Por otra parte, Dios nos espera en nuestro trabajo
para seguir realizando en el mundo la obra de la redención, esto es, para
seguir atrayendo el mundo hacia él. No se trata de yuxtaponer actividades
piadosas a nuestro quehacer diario, sino de procurar conducir hacia Dios todos
los ambientes de nuestro mundo: la familia, la política, la cultura, el
deporte… todo. Para hacerlo necesitamos, en primer lugar, descubrir su
presencia en todos esos lugares. Se trata, en definitiva, de ver nuestro
trabajo como un don de Dios, como el modo concreto en que ponemos por obra su
mandato de cuidar, de cultivar el mundo y de anunciar la buena nueva de que
Dios nos quiere y nos ofrece su amor. Desde ese descubrimiento, procuraremos
que todas nuestras acciones se conviertan en un servicio a los demás, en un
amor como el que Jesús nos muestra y nos entrega cada día en la santa Misa. Al
vivir de este modo, uniendo todas nuestras acciones al sacrificio de Cristo,
realizamos plenamente la misión que el Señor quiso comunicarnos antes de volver
junto al Padre (cfr. Jn 20,21).
***
En una entrevista, poco antes de la beatificación de
Guadalupe Ortiz de Landázuri, preguntaron al Padre cuál era la fórmula
de la santidad de aquella mujer. Lo resumió en pocas líneas: «La
santidad no es llegar al final de la vida siendo perfectos, como ángeles, sino
alcanzar la plenitud del amor. Como san Josemaría decía, se trataba de la lucha
por transformar el trabajo, la vida ordinaria, en un encuentro con Jesucristo y
en un servicio a los demás»[15]. La fórmula
de la santidad se condensa, pues, en que todo responda a una misma motivación,
en que todo tenga una misma meta: vivir con Cristo en medio del mundo llevando,
con él, el mundo al Padre. Y eso es posible porque Jesús está muy cerca.

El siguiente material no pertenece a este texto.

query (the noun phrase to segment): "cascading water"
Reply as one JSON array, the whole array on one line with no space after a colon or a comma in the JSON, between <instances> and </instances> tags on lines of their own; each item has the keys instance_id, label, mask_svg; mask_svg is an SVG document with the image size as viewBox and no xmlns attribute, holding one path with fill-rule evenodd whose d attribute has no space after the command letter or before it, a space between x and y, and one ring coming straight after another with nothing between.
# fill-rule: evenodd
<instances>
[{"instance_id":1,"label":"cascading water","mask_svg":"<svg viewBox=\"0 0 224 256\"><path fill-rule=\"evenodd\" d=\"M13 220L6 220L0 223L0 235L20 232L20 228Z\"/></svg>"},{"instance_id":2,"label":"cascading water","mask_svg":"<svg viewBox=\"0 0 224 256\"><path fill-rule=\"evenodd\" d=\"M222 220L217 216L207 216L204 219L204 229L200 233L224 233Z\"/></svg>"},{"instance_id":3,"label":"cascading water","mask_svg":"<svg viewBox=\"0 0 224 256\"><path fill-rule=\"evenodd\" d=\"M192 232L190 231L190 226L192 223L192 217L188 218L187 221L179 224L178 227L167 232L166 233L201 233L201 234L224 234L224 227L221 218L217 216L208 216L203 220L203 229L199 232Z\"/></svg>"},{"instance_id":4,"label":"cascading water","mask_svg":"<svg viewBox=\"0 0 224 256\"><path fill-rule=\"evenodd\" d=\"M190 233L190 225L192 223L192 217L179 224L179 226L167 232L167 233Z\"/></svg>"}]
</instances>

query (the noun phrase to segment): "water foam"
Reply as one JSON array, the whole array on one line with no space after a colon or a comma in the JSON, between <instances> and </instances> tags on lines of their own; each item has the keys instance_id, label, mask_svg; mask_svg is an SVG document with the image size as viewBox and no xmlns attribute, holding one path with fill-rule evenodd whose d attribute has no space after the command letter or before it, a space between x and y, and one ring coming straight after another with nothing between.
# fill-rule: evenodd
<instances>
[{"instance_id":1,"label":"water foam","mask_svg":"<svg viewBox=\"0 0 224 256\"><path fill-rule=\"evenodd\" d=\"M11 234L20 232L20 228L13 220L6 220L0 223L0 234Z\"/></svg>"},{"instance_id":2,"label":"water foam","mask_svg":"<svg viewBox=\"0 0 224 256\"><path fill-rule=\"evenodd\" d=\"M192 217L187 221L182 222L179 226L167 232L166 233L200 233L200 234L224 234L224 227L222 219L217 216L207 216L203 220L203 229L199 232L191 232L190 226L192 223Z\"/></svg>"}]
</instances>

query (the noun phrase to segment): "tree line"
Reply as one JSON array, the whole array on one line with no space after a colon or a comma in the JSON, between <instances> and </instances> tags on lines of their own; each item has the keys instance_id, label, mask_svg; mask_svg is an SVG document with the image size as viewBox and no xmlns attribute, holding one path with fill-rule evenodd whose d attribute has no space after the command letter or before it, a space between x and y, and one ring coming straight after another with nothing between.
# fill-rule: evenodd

[1] Guadalupe Ortiz de Landázuri, Carta a san
Josemaría, 1-IV-1946.
[2] San Josemaría, Carta 24-III-1930
[3] San Josemaría, Amigos de Dios, n.
300.
[4] San Josemaría, Carta 8-XII-1949, n.
26.
[5] Cfr. san Josemaría, Es Cristo que Pasa,
n. 48.
[6] Benedicto XVI, Homilía, 7-XI-2006.
[7] Francisco, ex. ap. Gaudete et Exsultate,
n. 14.
[8] Benedicto XVI, Homilía, 7-XI-2006. En el texto,
el Papa retoma un texto de san Gregorio Magno.
[9] San Josemaría, Es Cristo que pasa,
n. 119.
[10] San Josemaría, Apuntes de la predicación,
28-IX-1973.
[11] Catecismo de la Iglesia Católica, n.
2659.
[12] San Josemaría, Conversaciones, n.
113.
[13] Ibid., n. 114.
[14] San
Josemaría, Carta 11-III-1940, n. 15.
[15] Mons. Fernando Ocáriz, entrevista 13-V-2019.